Hopeful@last said:
Ok here goes. I am never going to get through this without help. I am 52. Masturbating since I have been able to. A little porn here and there until I deployed in 2010 to a remote base. Video porn passed around like candy. Have been solidly PMO hooked since then. Married over 30 yrs. I now have worsening ED and very low T. Getting treatment for the low T but performance not improving until I stopped cold 26 days ago. No PMO for 26 days. I was all kinds of crazy until day 20. Better since then but still very difficult to keep going. Marriage has been rocky. She is not aware of PMO. She is trying to figure out why I am not performing better since T is up. We had sex on day 22 & 23 with the help of some viagra and did ok. She is aware of the viagra. I am feeling better and able to have some willpower I didn?t have before. I did confide in a friend and asked him to be an accountability partner with me. This has been probably the biggest help. Also I have listened to as many rebootnation and similar videos I can(very help/hopeful).
Any suggestions? Is this too early be having sex with my wife? Trying to make it Unrushed, unselfish, meaningful and connected sex. But I don?t want to sabotage my recovery either.
I have some similarities to you.
I'm 57 and married. I have low T.
I'm having the T treated with pellets inserted into my hip. They say that my T numbers are in an acceptable range, but frankly other than the first insertion I haven't felt much different.
Now, on to the recovery.
When I started this journey about 12 weeks ago I was going to try the same thing. Don't tell the wife, and hope for the best. Very quickly I realized that was not going to work. I wanted to be honest with her.
At first she was very upset and mad at me, but she's calmed down a bit and now she's quite understanding and supportive. When we fool around now it's mostly me doing stuff to her. Neither one of us touches my penis....

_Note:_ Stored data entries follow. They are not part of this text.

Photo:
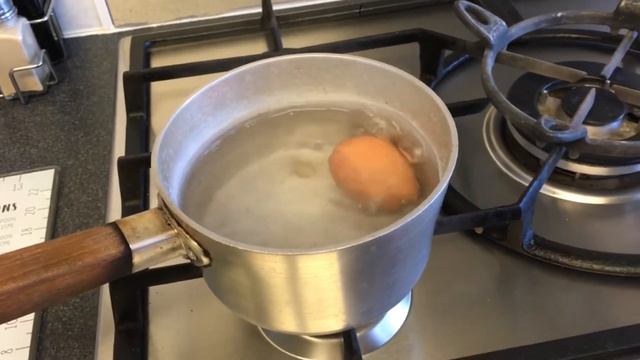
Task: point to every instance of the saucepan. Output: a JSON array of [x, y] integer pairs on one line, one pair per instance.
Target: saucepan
[[304, 291]]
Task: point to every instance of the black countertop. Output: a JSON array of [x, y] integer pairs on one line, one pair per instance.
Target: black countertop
[[71, 127]]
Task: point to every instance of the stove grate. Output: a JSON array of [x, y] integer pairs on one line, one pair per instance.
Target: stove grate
[[440, 54]]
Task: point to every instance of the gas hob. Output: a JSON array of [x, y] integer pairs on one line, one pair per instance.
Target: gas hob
[[473, 298]]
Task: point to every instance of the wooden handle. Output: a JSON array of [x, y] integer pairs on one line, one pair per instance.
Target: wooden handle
[[37, 276]]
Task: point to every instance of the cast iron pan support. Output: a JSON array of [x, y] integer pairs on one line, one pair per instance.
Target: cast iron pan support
[[553, 135]]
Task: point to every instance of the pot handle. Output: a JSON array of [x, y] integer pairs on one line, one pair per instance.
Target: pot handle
[[37, 276], [41, 275]]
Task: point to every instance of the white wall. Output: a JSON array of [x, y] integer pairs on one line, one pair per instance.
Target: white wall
[[83, 17]]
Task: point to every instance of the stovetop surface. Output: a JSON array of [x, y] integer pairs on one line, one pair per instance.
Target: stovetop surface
[[474, 297]]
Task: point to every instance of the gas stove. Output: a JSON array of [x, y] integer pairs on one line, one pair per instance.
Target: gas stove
[[484, 294]]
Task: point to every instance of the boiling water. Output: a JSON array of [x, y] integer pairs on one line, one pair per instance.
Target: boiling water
[[268, 183]]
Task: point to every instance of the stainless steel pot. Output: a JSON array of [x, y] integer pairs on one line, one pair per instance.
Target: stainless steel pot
[[311, 291]]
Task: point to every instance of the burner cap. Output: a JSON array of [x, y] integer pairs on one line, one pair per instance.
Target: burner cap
[[607, 108], [609, 119]]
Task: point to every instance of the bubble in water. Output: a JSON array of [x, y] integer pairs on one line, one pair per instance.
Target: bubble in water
[[303, 169]]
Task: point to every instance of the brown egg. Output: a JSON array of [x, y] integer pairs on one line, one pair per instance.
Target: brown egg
[[373, 172]]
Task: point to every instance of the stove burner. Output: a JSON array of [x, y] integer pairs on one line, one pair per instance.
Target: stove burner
[[607, 108], [609, 119], [331, 347]]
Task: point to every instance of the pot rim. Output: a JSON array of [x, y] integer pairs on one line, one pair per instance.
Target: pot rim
[[188, 222]]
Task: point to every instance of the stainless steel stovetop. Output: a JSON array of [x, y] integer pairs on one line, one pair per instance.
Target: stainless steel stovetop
[[474, 297]]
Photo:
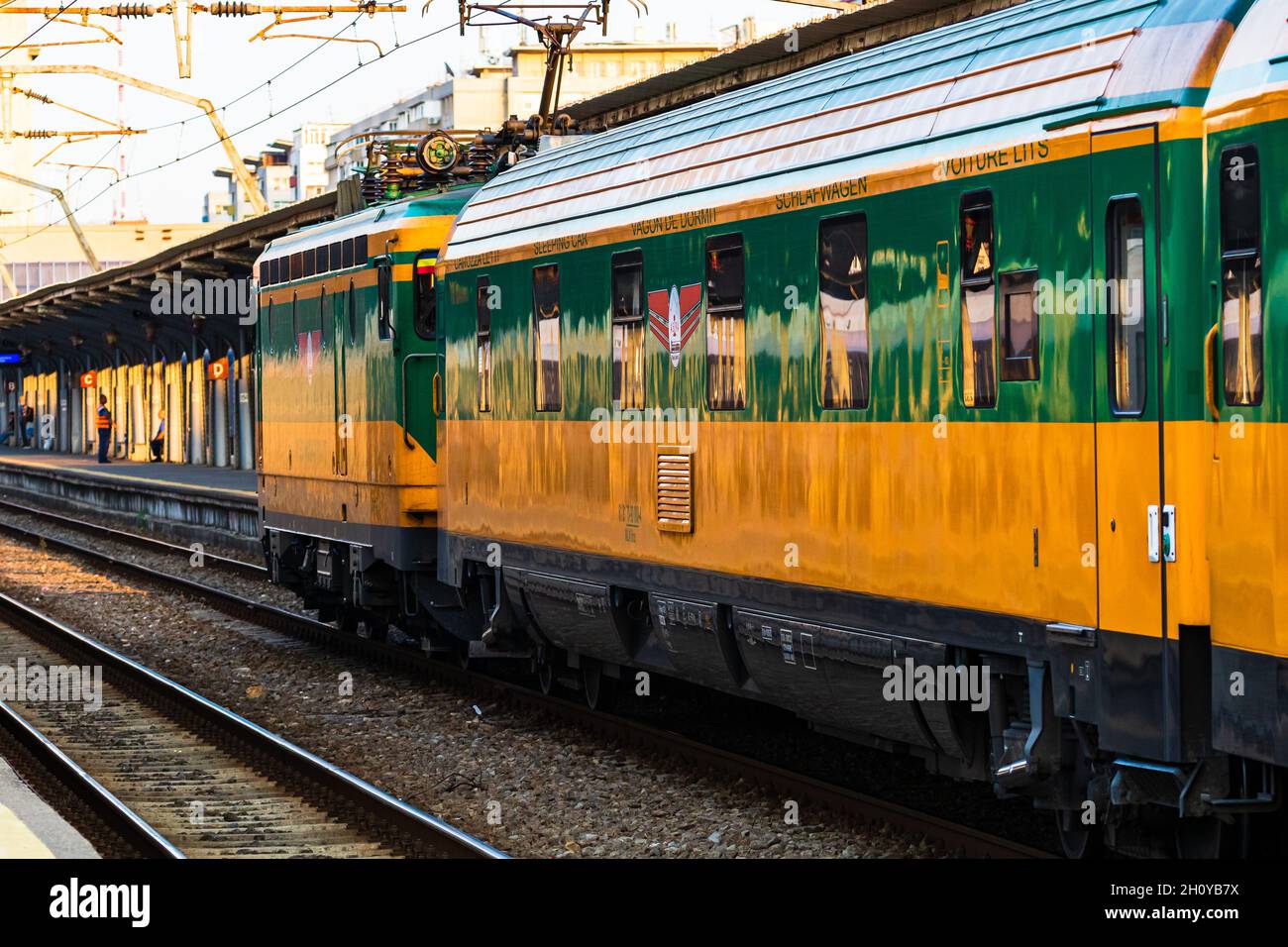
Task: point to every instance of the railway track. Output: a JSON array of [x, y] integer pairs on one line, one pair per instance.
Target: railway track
[[945, 835], [178, 776]]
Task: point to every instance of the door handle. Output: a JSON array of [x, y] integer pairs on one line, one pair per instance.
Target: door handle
[[1210, 371]]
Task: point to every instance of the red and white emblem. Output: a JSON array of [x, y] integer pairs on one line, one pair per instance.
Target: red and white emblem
[[673, 315], [310, 346]]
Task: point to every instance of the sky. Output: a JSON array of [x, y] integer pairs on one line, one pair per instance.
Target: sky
[[267, 89]]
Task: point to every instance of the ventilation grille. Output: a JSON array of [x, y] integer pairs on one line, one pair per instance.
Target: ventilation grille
[[675, 488]]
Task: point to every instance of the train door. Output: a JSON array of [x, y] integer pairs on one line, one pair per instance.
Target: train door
[[421, 371], [1133, 525], [343, 316]]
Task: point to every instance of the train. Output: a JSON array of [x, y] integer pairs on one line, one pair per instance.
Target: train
[[928, 393]]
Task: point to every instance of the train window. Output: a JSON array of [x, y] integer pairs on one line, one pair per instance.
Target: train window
[[353, 313], [842, 290], [1020, 328], [545, 308], [322, 318], [483, 298], [1126, 304], [1240, 275], [385, 300], [726, 325], [426, 302], [979, 302], [269, 325], [629, 312]]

When I first gave up porn, we did fool around three times and I did MO with her. I thought about this and realized I didn't like that, so I reset the counter and started hardmode. No P, No M, and No O. Period. I think I'm at 54 days now.
I won't watch porn again for the rest of my life, and I won't O again until my porn induced problems (ED/DE) are gone and I can O PIV.
Right now I'm still in a flatline so my emotions are all over the place and I am completely unable to get an erection.
I know that there are two parts to this equation. Re-Booting and Re-Wiring. Sounds like you're doing both.
The advice I've read however recommends a good solid period of time (at least 90 days?) of NO PMO. So I think it's fine to have sex with your wife, but I don't think it's optimal for your recovery to O.
And just on a personal note, it was really, really difficult, but I feel so much better since I shared everything with my wife. Communication is so important, and I didn't want her constantly wondering what the hell was going on...
Best of luck to you brother. Stay strong and achieve your goals!!